Jamás conocí a alguien tan meticuloso para conseguir el rasurado. Adora cantar mientras se afeita. Desde hace un tiempecito escoge cada vez la misma pieza: “Rise like a Phoenix”. Esa es la melodía que prefiere, la entona una y otra vez, hasta que hace desaparecer cualquier vestigio. Es rarísimo que distinga esa canción que ha hecho tan popular Conchita Wurst, de quien no soporta su barba. “¡Es una paradoja que un rostro bello se muestre poblado de tantos vellos!”. Así se explica.
Esta mañana ocurrió algo diferente; abandonó la melodía y chillo altísimo. ¡Maldito país! Así gritó y yo toqué a la puerta, exigí que abriera y él mostró su cara “tinta en sangre”. Porque me asusté, porque quise ayudarlo, conseguí su furia. “Precision plus, precision plus, esta porquería es la culpable… ¡País de mierda!”, así gritaba descompuesto y mostrando la maquinilla, poniéndola delante de mis ojos en evidente desafío.
Su agitación, su descontento, me advirtieron de la importancia que para su vida, para sus necesidades e intereses, tenía el afeitado con cuchillas buenas.
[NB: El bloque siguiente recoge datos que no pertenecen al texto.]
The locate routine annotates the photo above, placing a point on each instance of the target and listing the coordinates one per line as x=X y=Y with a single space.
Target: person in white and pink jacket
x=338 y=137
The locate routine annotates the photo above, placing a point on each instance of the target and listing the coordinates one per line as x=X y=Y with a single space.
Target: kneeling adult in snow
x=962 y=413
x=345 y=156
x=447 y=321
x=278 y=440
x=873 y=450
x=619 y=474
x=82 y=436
Era evidente la afección que le provocó la sangre. La cuchilla, y la sangre, amenazaron su armonía, lo llevaron a injuriar a su país, y al gobierno. “¿Dime por qué no puedo tener una Mach 3? ¿Por qué no puedo comprarme una crema de afeitar?”.
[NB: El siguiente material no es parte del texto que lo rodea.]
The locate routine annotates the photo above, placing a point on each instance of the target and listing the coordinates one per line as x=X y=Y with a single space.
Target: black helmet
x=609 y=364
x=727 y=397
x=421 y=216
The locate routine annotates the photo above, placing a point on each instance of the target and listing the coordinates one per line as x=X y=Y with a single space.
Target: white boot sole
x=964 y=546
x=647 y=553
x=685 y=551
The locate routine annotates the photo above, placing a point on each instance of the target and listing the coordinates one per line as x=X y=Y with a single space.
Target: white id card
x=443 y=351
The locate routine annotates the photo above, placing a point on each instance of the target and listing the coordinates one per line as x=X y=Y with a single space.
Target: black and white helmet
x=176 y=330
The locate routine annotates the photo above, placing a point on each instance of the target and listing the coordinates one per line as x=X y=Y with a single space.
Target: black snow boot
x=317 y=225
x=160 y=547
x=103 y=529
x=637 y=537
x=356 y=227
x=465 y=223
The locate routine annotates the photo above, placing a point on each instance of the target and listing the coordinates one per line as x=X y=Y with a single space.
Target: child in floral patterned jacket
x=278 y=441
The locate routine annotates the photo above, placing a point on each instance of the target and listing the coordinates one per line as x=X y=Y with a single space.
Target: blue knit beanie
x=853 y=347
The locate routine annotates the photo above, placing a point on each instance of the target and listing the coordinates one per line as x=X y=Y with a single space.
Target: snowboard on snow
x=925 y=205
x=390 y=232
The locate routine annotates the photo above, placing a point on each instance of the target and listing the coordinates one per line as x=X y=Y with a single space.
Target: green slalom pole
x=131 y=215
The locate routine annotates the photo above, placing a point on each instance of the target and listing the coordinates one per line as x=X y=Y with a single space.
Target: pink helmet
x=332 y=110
Intentando desahogarse, habló de la estrechez de su bolsillo, de lo que trabajaba cada día sin que pudiera pagar unas cuchillas que no le provocaran daño, y hasta contó sus peripecias para hacerse de una, de los ahorros que nunca eran suficientes… Esos filos parecían cambiar el rumbo de su vida. Mi amigo culpó al país, al gobierno, por el pésimo afeitado, por la sangre derramada. Hasta lloró.
Creí exagerada tanta angustia y pensé en los viejos que viven en la calle pasando hambre, en los muertos en el mar que soñaron conseguir otra geografía. Suponía excesivo comparar su sangradito con el sufrimiento de quienes estuvieron recluidos en las UMAP y con la angustia de los migrantes varados en la frontera que divide a Costa Rica de Nicaragua.
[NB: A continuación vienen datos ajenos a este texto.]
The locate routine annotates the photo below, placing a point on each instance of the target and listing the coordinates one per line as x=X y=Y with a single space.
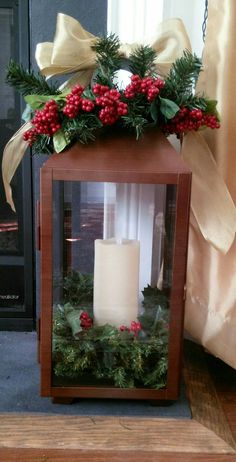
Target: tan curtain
x=211 y=276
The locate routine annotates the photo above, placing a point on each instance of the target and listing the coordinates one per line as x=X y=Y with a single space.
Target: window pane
x=9 y=118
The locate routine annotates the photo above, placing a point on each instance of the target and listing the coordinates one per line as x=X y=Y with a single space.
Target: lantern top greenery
x=59 y=118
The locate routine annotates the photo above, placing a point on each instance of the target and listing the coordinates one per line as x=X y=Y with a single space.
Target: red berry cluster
x=109 y=100
x=135 y=327
x=74 y=103
x=46 y=122
x=190 y=119
x=147 y=86
x=85 y=321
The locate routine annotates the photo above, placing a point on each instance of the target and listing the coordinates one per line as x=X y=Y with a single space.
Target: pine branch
x=182 y=78
x=83 y=128
x=141 y=61
x=26 y=82
x=108 y=58
x=43 y=145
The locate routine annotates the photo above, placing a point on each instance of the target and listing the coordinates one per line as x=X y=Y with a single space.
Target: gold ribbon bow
x=71 y=53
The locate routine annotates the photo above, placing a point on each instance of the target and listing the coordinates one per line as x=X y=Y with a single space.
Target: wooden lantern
x=131 y=198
Sus heriditas y la sangre significaban para él lo mismo que para los franceses del siglo dieciocho la escapada de los reyes a Varennes o el asunto del collar de Maria Antonieta. Hasta creí que aquellas heridas tan menudas lo habrían llevado a La Bastilla, al Palacio de Invierno. Y él lo confirmó. Ese instante que transcurrió entre la quietud y la sangre, era esencial en su vida, en ese momento le nació la fe, la de tener unas hojas de afeitar que no dañaran su piel, y creyó que podría hacer cualquier cosa para conseguirlas. Eso era para él la totalidad de lo real, como para otros podía ser un hijo preso o la eucaristía de la vida. Que sangrara su cara porque no pudiera comprarse otras cuchillas, era tan grave para mi amigo cómo fueron para otros las vacaciones del hijo de Fidel en Turquía. Lo vi llorar, y también noté lo curioso de los significados que tiene, en nuestro idioma, la palabra nimio, esa que usan muchos para indicar que algo es insignificante o de poca importancia, pero que en sus inicios simbolizó, y todavía lo hace, lo excesivo, lo que más incumbe. Y eso, tengo la certeza, de que mi amigo lo sabe muy bien, como también debe conocer, porque es lector de Goethe, que la sangre es un fluido muy especial.